Muhammad, wo bist du?

von Uri Avnery, 25. Oktober 2014



ES KLINGT wie ein Witz. Ist aber keiner.

Vor etwa einem Monat, am Vorabend des jüdischen Neujahrsfestes, veröffentlichte das statistische Büro der Regierung eine Reihe interessanter Einzelheiten über die Bevölkerung des Staates. Es war als Geschenk für die Bürger gedacht. Die Bevölkerung wächst, sie wird reicher und ist zufrieden.

Einer der Punkte listet die populärsten Namen auf, die im letzten Jahr den neugeborenen Jungs und Mädchen gegeben wurden.

Als die Statistiker die Ergebnisse sahen, waren sie entgeistert. Es stellte sich heraus, dass der Name, der den ersten Platz auf der Liste belegte, Muhammad war.
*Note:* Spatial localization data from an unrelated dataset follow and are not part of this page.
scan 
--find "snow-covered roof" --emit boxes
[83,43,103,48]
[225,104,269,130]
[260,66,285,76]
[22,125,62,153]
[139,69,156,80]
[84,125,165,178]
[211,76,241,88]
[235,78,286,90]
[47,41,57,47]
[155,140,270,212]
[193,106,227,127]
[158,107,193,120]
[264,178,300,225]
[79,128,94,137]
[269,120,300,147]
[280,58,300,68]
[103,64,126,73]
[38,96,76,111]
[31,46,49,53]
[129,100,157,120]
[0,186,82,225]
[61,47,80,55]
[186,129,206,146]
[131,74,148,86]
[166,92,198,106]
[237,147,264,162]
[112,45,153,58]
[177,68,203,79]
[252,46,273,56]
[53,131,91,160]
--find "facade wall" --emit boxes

Muhammad? Der volkstümlichste Name im jüdischen Staat?

Dafür gibt es eine einfache Erklärung. Die Araber stellen mehr als 20% der Bevölkerung dar. Arabische Eltern lieben es, ihren Söhnen den Namen des Propheten zu geben, Gott segne seine Seele. Außerdem haben arabische Bürger viel mehr Kinder als jüdische Bürger. Wenn jeder zweite arabische Junge Muhammad genannt wird, sind das im Prinzip 5%.
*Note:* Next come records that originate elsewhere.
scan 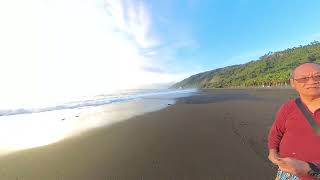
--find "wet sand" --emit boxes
[0,88,297,180]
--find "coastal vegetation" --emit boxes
[172,41,320,88]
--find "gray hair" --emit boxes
[289,69,295,79]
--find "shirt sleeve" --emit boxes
[268,102,288,151]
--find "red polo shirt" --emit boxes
[268,99,320,180]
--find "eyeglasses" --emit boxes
[294,75,320,83]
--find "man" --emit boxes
[268,63,320,180]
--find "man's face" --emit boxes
[291,63,320,97]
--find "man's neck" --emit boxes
[300,95,320,113]
[300,94,320,105]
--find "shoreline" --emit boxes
[0,88,298,180]
[0,98,177,157]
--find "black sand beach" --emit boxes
[0,88,298,180]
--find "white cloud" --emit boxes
[104,0,159,48]
[0,0,186,109]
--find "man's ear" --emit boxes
[290,79,295,88]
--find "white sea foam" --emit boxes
[0,88,197,156]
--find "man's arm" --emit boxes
[268,149,282,165]
[268,103,288,164]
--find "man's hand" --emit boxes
[268,149,311,176]
[278,157,311,176]
[268,149,282,165]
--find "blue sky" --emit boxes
[146,0,320,72]
[1,0,320,107]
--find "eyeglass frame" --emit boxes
[293,74,320,83]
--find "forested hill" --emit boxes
[171,41,320,88]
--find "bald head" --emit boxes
[292,63,320,79]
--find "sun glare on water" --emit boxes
[0,98,174,156]
[0,109,78,155]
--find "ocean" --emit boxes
[0,88,198,156]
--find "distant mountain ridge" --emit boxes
[172,41,320,88]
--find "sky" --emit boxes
[1,0,320,108]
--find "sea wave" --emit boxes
[0,88,198,116]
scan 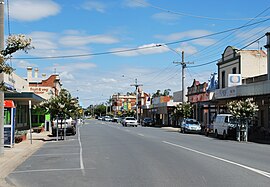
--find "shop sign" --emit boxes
[215,87,237,99]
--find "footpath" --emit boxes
[0,131,51,187]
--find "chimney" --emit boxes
[42,73,46,79]
[265,32,270,80]
[27,67,32,81]
[34,68,38,78]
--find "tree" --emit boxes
[227,98,258,141]
[0,34,33,90]
[94,104,106,116]
[35,89,82,120]
[152,90,161,98]
[172,102,192,125]
[163,89,171,96]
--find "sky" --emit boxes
[3,0,270,107]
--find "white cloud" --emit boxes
[155,30,216,47]
[51,62,97,73]
[59,34,120,47]
[101,78,117,83]
[156,30,213,41]
[60,72,75,82]
[123,0,149,8]
[10,0,60,21]
[175,43,198,55]
[111,43,169,57]
[16,60,37,69]
[152,12,180,22]
[82,1,107,13]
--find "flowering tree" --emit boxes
[0,34,33,90]
[227,98,258,141]
[172,102,192,125]
[34,89,82,120]
[227,98,258,119]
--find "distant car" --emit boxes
[112,116,119,122]
[104,116,112,122]
[122,117,138,127]
[52,118,76,136]
[117,117,124,124]
[142,117,154,126]
[180,118,201,134]
[98,116,103,120]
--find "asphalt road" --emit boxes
[6,119,270,187]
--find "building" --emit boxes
[214,37,270,140]
[111,93,136,115]
[26,67,61,99]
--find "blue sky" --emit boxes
[4,0,270,107]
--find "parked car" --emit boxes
[103,116,112,122]
[142,117,155,126]
[122,117,138,127]
[117,117,125,124]
[112,116,119,122]
[52,118,76,136]
[180,118,201,134]
[213,114,237,139]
Jüdische Bürger haben eine größere Auswahl. Es gibt Hunderte Namen für Jungs und die Liste wächst ständig, weil junge Eltern gerne neue hebräische Namen erfinden. Selbst wenn ein Zehntel der jüdischen Eltern den Namen Josef bevorzugt, der nach der Liste der beliebteste hebräische Name ist, kommt man auf nur 4%.

Was tun? Sehr einfach: man streicht die arabischen Namen weg. Keinen Muhammad.
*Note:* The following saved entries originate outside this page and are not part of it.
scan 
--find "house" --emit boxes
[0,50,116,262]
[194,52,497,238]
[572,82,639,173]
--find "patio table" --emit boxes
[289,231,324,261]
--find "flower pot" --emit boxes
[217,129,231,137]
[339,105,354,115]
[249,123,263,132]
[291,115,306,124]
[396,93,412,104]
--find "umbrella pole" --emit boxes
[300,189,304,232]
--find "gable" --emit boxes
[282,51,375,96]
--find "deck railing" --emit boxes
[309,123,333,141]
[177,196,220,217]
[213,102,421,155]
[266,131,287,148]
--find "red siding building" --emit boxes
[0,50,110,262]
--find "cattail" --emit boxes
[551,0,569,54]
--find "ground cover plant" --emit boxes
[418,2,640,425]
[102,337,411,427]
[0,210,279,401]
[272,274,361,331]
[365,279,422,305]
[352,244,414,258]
Als dies bekannt wurde, lachten viele Israelis. Wie albern kann man werden.


ABER ES ist kein Witz. Es zeigt, dass die arabischen Bürger nicht als wirklich "dazugehörig" angesehen werden. 66 Jahre nach der Gründung Israels bleibt der Platz der Araber im "Jüdischen Staat" gelinde gesagt problematisch.

Als ich letzten Dienstag Haaretz las, merkte ich, dass eine ganze Seite - Seite 4 - sich nur mit Nachrichten über die jüdisch-arabischen Beziehungen befasste.

Punkt 1: Zig jüdische Siedler drangen mitten in der Nacht in das arabische Viertel von Silwan, das Viertel neben dem Tempelberg, ein. Silwan, das biblische Siloah, ist ein arabisches Dorf, das an Jerusalem angeschlossen wurde, als Ost-Jerusalem nach dem Sechs-Tage-Krieg von Israel annektiert wurde. Seit Jahren hat eine Siedlervereinigung mit Namen "Elad" diesen Stadtteil zu judaisieren versucht, indem sie im Geheimen mit Hilfe arabischer Verräter als Strohmänner den Besitz armer Araber kauft. Nun entschied die Vereinigung, diese Häuser zu besetzen, indem sie wie Diebe in der Nacht kamen.

(Der Präsident von Elad ist Elie Wiesel, der Holocaustschriftsteller und Nobelpreisträger. Ich rühme mich, ihn vom ersten Anblick an verabscheut zu haben, und erfand ein neues hebräisches Wort für ihn. Übersetzt heißt es etwa "Holocaustist")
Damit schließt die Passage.